If the leading team has the ball on first down with less than two minutes to go in the game and the opposing team has no timeouts remaining, the quarterback can usually end the game by taking a knee thrice consecutively without risking injuries or turnovers. This is because at the end of each play, the offensive team can take up to 40 seconds to start running the next play.

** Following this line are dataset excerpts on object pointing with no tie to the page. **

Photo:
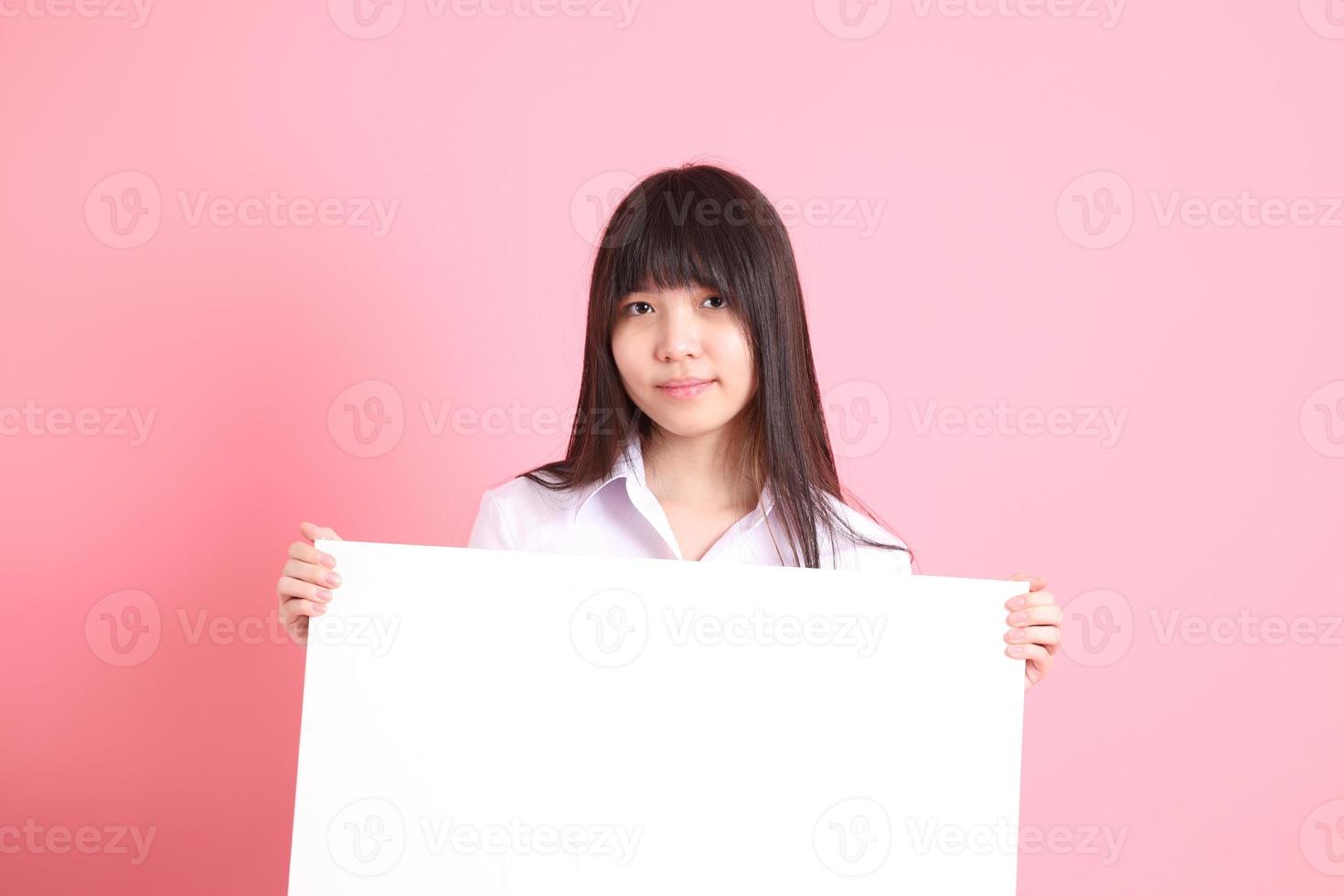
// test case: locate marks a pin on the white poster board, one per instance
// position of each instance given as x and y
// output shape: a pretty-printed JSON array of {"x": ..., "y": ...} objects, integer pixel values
[{"x": 504, "y": 721}]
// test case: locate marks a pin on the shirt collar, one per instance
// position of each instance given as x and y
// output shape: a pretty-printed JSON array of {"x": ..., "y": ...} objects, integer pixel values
[{"x": 629, "y": 466}]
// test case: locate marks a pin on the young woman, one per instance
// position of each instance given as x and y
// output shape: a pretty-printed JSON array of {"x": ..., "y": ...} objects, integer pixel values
[{"x": 699, "y": 430}]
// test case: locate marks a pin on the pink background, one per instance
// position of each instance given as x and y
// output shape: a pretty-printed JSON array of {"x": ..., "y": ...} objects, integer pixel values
[{"x": 504, "y": 140}]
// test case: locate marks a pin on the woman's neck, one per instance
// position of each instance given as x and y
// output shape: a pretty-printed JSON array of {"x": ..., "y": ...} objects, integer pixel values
[{"x": 702, "y": 472}]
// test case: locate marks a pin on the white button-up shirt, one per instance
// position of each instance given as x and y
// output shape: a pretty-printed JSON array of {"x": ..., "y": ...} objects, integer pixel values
[{"x": 620, "y": 516}]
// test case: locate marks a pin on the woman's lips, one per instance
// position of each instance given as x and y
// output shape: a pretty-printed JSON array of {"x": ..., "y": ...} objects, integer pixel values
[{"x": 686, "y": 392}]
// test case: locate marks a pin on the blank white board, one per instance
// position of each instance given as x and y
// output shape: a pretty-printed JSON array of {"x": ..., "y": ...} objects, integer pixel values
[{"x": 506, "y": 721}]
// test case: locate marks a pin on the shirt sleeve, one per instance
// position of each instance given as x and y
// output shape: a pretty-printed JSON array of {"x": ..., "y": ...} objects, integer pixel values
[{"x": 491, "y": 528}]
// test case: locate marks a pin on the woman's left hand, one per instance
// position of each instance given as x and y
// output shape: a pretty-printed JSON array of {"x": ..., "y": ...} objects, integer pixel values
[{"x": 1032, "y": 627}]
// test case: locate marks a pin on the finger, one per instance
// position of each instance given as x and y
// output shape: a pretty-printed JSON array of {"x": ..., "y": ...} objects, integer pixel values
[
  {"x": 292, "y": 587},
  {"x": 1038, "y": 661},
  {"x": 309, "y": 554},
  {"x": 1032, "y": 635},
  {"x": 296, "y": 607},
  {"x": 1046, "y": 614},
  {"x": 312, "y": 532},
  {"x": 319, "y": 575},
  {"x": 1029, "y": 600}
]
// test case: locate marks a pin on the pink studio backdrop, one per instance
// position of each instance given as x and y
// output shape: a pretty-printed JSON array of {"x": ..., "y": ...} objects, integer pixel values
[{"x": 1074, "y": 286}]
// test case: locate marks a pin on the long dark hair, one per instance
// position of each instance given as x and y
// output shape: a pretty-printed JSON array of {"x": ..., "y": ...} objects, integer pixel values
[{"x": 700, "y": 225}]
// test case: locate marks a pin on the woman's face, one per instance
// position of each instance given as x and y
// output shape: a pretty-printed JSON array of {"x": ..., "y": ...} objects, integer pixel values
[{"x": 666, "y": 336}]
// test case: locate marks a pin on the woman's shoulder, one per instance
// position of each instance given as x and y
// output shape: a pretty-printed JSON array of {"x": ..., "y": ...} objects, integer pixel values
[{"x": 525, "y": 495}]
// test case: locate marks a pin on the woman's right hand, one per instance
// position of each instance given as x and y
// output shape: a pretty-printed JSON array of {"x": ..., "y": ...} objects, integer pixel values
[{"x": 305, "y": 581}]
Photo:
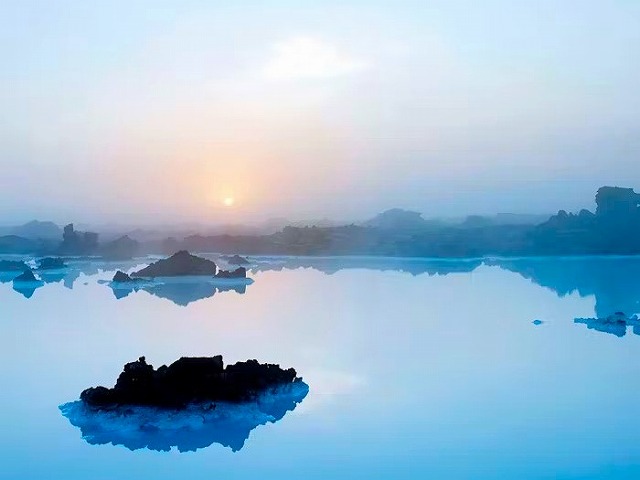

==Other football leagues==
The CFL has a three-minute warning. Indoor American football leagues historically used a one-minute warning once a minute remained in the half/overtime. Before 2024, no comparable rule existed at the high school or college levels; at the high school level, the officials are instructed to inform each sideline when three minutes remain in a half, but the rule does not stop the game clock. In April 2024, the NCAA Football Playing Rules Oversight Committee approved the addition of the two-minute warning, effective with that season. The 2022 version of the USFL used the two-minute warning, and stopped the game clock after first downs during that period. After the USFL merged with the 2020s version of the XFL (which stopped the clock after every play from scrimmage until the ball was spotted after each two-minute warning), the resulting United Football League adopted this USFL rule.